July 28, 2021

Complete the Quest: The Poisonous Library

Written and illustrated by Brian McLachlan
Imprint
978-1-250-26829-7
128 pp.
Ages 8-12
June 2021

For those middle-graders who want an adventure that is uniquely their own, or for those who love RPGs and have been told to get off their tech, or for those who love a good story with amazing characters, humour, and fantasy worlds of surprising elements, Brian McLachlan's Complete the Quest: The Poisonous Library ticks all the boxes.
From Complete the Quest: The Poisonous Library by Brian McLachlan
To undertake their quest in the world of Chimeria, readers are invited to pick a team of three heroes from Javen the Elven Druid; Coran the Human Priest; Blade the Flowerkin Sneak; Zix the Dragonfolk Wizard; and Crax and Tonk the Dwarven Barbarian Brothers. Each has unique powers and optional backstories about family, fears and habits which will help the reader complete the quest.
From Complete the Quest: The Poisonous Library by Brian McLachlan
And the quest? Queen Evergreen, who rules over Chimeria, with her friend and advisor Marisha and daughter Princess Violet, has been gifted with a poisonous book, imbued with bad magic. Instead of working towards keeping harmony with all the people of Chimeria as she has always done, she begins to see Marisha as tricking her into discriminating against the human-like Kith. She tries to fight it but she slips into a deep sleep.
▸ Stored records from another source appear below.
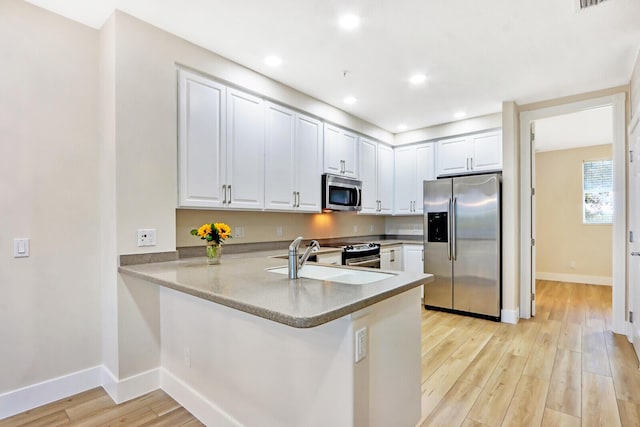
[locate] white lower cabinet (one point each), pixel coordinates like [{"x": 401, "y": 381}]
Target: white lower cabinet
[{"x": 414, "y": 260}]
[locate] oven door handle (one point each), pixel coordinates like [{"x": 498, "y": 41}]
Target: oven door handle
[{"x": 364, "y": 263}]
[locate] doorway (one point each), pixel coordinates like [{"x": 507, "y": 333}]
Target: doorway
[{"x": 528, "y": 229}]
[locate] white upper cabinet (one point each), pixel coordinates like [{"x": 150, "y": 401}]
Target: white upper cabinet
[
  {"x": 202, "y": 138},
  {"x": 369, "y": 175},
  {"x": 221, "y": 145},
  {"x": 376, "y": 174},
  {"x": 309, "y": 143},
  {"x": 385, "y": 179},
  {"x": 245, "y": 150},
  {"x": 487, "y": 151},
  {"x": 475, "y": 153},
  {"x": 293, "y": 160},
  {"x": 413, "y": 165},
  {"x": 340, "y": 151},
  {"x": 280, "y": 174}
]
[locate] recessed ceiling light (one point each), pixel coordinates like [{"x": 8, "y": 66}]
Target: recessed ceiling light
[
  {"x": 349, "y": 21},
  {"x": 417, "y": 79},
  {"x": 272, "y": 61}
]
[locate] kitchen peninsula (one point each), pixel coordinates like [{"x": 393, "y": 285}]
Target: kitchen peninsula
[{"x": 244, "y": 346}]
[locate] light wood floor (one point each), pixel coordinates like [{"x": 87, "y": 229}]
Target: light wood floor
[
  {"x": 562, "y": 368},
  {"x": 95, "y": 408}
]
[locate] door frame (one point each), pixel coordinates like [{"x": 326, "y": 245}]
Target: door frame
[{"x": 619, "y": 259}]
While her people look for the source of the book, the heroes of the story, i.e., whoever readers have chosen, are tasked with searching out the five ingredients needed to cure her of the book's poison. These include a star diamond, a blank lotus, a ghost cloud, a dragon lime and a skrim (a water creature).

Like the original pen-and-paper role-playing game of Dungeons and Dragons, it's advised that young readers keep track of their characters and their abilities as well as the items they acquire or lose, including different coloured pearls. 
From Complete the Quest: The Poisonous Library by Brian McLachlan
As they enter realms that include caverns and a maze, a jungle, the mountains, the sky and a spheramid, your heroes meet centaurpedes, phantomcap mushrooms, rock blobs, dragonfolk bandits and more. There are opportunities to join forces with others like the Flowerkin Glowvin or the bard Harmony but it's all up to the reader how the quest will be completed.
From Complete the Quest: The Poisonous Library by Brian McLachlan
The fun thing about Complete the Quest: The Poisonous Library is that Brian McLachlan has set it up so that the quest is always completed and young players (readers?) don't have to worry that they will be killed off before achieving their mission. Even better, they can complete the mission repeatedly but with different combinations of heroes with different backstories while altering their selections along the way. There will always be laughs with riddles and jokes, a fart elemental or a ghost barf, and much play with words like the Widow the Wisp and the Hot Steppers.
 
But the artwork is what will draw young readers in. It's vibrant and imaginative, fantastic in its diversity of characters and elements, landscapes and stories. Brian McLachlan bases his characters in animals, plants, humans and otherwise. They use different pronouns, i.e., she/her, he/him and they/them, and are coloured everything from purple or brown to green and pink. These differences, in fact, are what the poisonous book wants to use to separate Chimeria, encouraging discrimination and strife between distinct creatures. Thankfully the Queen recognizes that the book was a mask "to hide the truth and frighten us with a false image" (pg. 102) and that "We might look different, but we share universal needs and feelings." (pg. 103)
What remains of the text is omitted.